I mean...training the model with these new annotations will ""corrupt""" the current NER model that i have trained with long documents?
Thanks
P.S. My current model does not have a parser (or sentencizer), so, for the moment, i do not split sentences.
Are you setting the --unsegmented argument? If not, Prodigy will automatically segment the text to prevent long outliers from causing problems for the active learning.
Depending on the text, what gets segmented as a sentence differs, so if you don't want the text to be segmented, set --unsegmented to turn off the behaviour. Just make sure that the text you stream in doesn't include any examples that are huge.
Thank you @ines
But, what does "huge" really mean? ...how many tokens?
At the moment i am using one label at time.
However, please, correct me if wrong, i must use the original documents during the training, right? i mean, "fake" chunks of the documents that contain the label are not good and they will corrupt the NER right?
Like, a few hundred or a few thousand tokens? It really depends, but if your incoming texts are uneven and there's suddenly an outlier like this, the whole process may die.

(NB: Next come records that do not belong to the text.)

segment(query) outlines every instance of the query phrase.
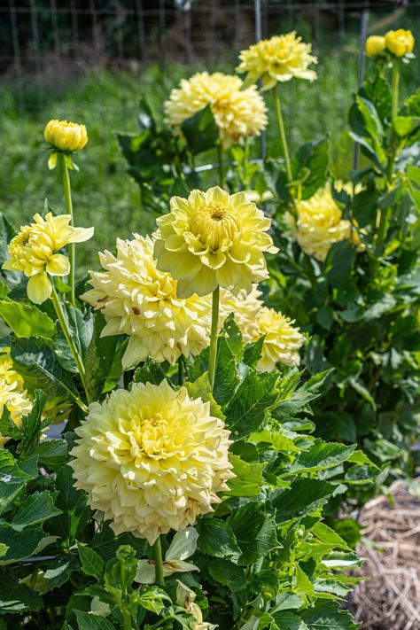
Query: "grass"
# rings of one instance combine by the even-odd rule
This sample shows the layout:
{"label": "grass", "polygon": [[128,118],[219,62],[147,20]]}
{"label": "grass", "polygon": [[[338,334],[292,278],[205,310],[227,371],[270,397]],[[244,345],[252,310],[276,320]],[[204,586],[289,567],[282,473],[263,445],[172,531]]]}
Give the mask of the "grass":
{"label": "grass", "polygon": [[[414,83],[415,66],[408,68],[408,82]],[[329,133],[336,144],[346,127],[346,113],[357,88],[358,51],[350,42],[320,54],[318,80],[290,82],[281,88],[286,131],[292,150],[302,142]],[[16,226],[25,223],[43,209],[44,198],[57,212],[64,211],[58,169],[50,172],[48,153],[43,140],[45,123],[51,118],[84,122],[89,142],[76,156],[79,173],[72,173],[76,223],[95,225],[95,237],[80,246],[83,267],[97,267],[96,252],[113,249],[116,236],[128,237],[132,231],[144,233],[153,226],[153,217],[142,210],[136,183],[126,173],[115,131],[136,131],[138,101],[145,96],[161,115],[163,102],[182,76],[201,67],[180,65],[162,71],[152,66],[144,71],[110,72],[97,69],[78,80],[50,82],[43,90],[35,81],[5,83],[0,92],[0,211]],[[211,68],[216,69],[215,67]],[[225,63],[217,69],[229,72]],[[271,96],[266,95],[271,108]],[[270,121],[268,145],[270,154],[278,152],[274,121]],[[258,151],[258,142],[255,143]],[[345,156],[350,164],[352,146]],[[205,161],[213,155],[203,156]],[[214,177],[216,174],[214,173]]]}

No, training on sentences can be a totally fine strategy. But if there isn't a good way to meaningfully split your text, then yes, training on non-sentence chunks is probably not very useful.
Thanks @ines
Our documents are 10k tokens long, less or more.
However, we can create a split strategy but the problem is that the documents are semi-structured and we only can deal with \n and then Upper/Lower case to detect a new sentence.
The problem Ines is that if we split our documents, we could get sentence with few words, for example an ORG entity can be in a sentence, alone. So i many times lose the context of the entities.
Oh okay – but that's more of a general question about how you structure a task and not a problem with Prodigy or the default sentence segmentation then.
If you can't find a good way to split the input text, using a workflow like ner.teach probably makes less sense, because you don't want to be updating on random fragments you can't control. So you're probably better off just labelling the data manually and creating a gold-standard set to train on. Then you can annotate the whole text at once, or in random segments and put them back together afterwards.